README.md - platform/external/minijail - Git at Google

 # Minijail

 The Minijail homepage is
 https://google.github.io/minijail/.

 The main source repo is
 https://android.googlesource.com/platform/external/minijail/.

 There might be other copies floating around, but this is the official one!

 [TOC]

 ## What is it?

 Minijail is a sandboxing and containment tool used in Chrome OS and Android.
 It provides an executable that can be used to launch and sandbox other programs,
 and a library that can be used by code to sandbox itself.

 ## Getting the code

 You're one `git clone` away from happiness.

 ```
 $ git clone https://android.googlesource.com/platform/external/minijail
 $ cd minijail
 ```

 Releases are tagged as `linux-vXX`:
 https://android.googlesource.com/platform/external/minijail/+refs

 ## Building

 See the [HACKING.md](./HACKING.md) document for more details.

 ## Release process

 See the [RELEASE.md](./RELEASE.md) document for more details.

 ## Additional tools

 See the [tools/README.md](./tools/README.md) document for more details.

 ## Contact

 We've got a couple of contact points.

 * [minijail@chromium.org]: Public user & developer mailing list.
 * [minijail-users@google.com]: Internal Google user mailing list.
 * [minijail-dev@google.com]: Internal Google developer mailing list.
 * [crbug.com/list]: Existing bug reports & feature requests.
 * [crbug.com/new]: File new bug reports & feature requests.
 * [AOSP Gerrit]: Code reviews.

 [minijail@chromium.org]: https://groups.google.com/a/chromium.org/forum/#!forum/minijail
 [minijail-users@google.com]: https://groups.google.com/a/google.com/forum/#!forum/minijail-users
 [minijail-dev@google.com]: https://groups.google.com/a/google.com/forum/#!forum/minijail-dev
 [crbug.com/list]: https://crbug.com/?q=component:OS>Systems>Minijail
 [crbug.com/new]: https://bugs.chromium.org/p/chromium/issues/entry?components=OS>Systems>Minijail
 [AOSP Gerrit]: https://android-review.googlesource.com/q/project:platform/external/minijail

 ## Talks and presentations

 The following talk serves as a good introduction to Minijail and how it can be used.

 [Video](https://drive.google.com/file/d/0BwPS_JpKyELWZTFBcTVsa1hhYjA/preview),
 [slides](https://docs.google.com/presentation/d/e/2PACX-1vRBqpin5xR9sng6lIBPjG0XQtu-uWWgr0ds-M3zW13XpDO-bTcMERLwoHUEB9078p1yqr9L-su9n5dk/pub).

 ## Example usage

 The Chromium OS project has a comprehensive
 [sandboxing](https://chromium.googlesource.com/chromiumos/docs/+/master/sandboxing.md)
 document that is largely based on Minijail.

 After you play with the simple examples below, you should check that out.
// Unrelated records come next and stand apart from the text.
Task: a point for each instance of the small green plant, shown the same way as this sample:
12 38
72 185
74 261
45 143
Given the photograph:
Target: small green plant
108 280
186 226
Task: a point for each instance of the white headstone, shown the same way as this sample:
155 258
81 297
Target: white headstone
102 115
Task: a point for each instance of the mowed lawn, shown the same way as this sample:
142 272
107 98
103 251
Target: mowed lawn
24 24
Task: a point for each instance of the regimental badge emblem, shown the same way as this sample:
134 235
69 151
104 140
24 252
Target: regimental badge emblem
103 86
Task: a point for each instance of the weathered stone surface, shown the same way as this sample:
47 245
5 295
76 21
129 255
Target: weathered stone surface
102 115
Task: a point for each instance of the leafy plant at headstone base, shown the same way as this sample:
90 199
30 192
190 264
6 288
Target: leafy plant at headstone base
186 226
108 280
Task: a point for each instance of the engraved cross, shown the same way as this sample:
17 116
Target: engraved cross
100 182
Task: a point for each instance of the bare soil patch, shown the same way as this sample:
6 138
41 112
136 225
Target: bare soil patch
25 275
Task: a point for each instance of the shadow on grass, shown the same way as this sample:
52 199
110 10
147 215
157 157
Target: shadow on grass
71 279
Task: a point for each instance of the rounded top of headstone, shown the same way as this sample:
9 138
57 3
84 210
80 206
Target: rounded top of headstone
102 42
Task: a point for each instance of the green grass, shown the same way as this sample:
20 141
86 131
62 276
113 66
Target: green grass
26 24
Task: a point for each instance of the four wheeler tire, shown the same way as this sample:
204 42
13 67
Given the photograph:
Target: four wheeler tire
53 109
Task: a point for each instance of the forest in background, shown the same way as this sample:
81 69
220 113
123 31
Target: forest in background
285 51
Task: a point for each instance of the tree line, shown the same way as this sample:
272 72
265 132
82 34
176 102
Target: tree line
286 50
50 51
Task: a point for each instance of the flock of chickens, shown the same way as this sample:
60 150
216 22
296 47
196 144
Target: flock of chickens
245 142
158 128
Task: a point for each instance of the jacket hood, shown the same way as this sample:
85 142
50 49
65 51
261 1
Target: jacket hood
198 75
 ### Change root to any user

 ```
 # id
 uid=0(root) gid=0(root) groups=0(root),128(pkcs11)
 # minijail0 -u jorgelo -g 5000 /usr/bin/id
 uid=72178(jorgelo) gid=5000(eng) groups=5000(eng)
 ```

 ### Drop root while keeping some capabilities

 ```
 # minijail0 -u jorgelo -c 3000 -- /bin/cat /proc/self/status
 Name: cat
 ...
 CapInh: 0000000000003000
 CapPrm: 0000000000003000
 CapEff: 0000000000003000
 CapBnd: 0000000000003000
 ```

 ## Historical notes

 Q. "Why is it called minijail0?"

 A. It is minijail0 because it was a rewrite of an earlier program named
 minijail, which was considerably less mini, and in particular had a dependency
 on libchrome (the Chrome OS packaged version of Chromium's //base).  We needed a
 new name to not collide with the deprecated one.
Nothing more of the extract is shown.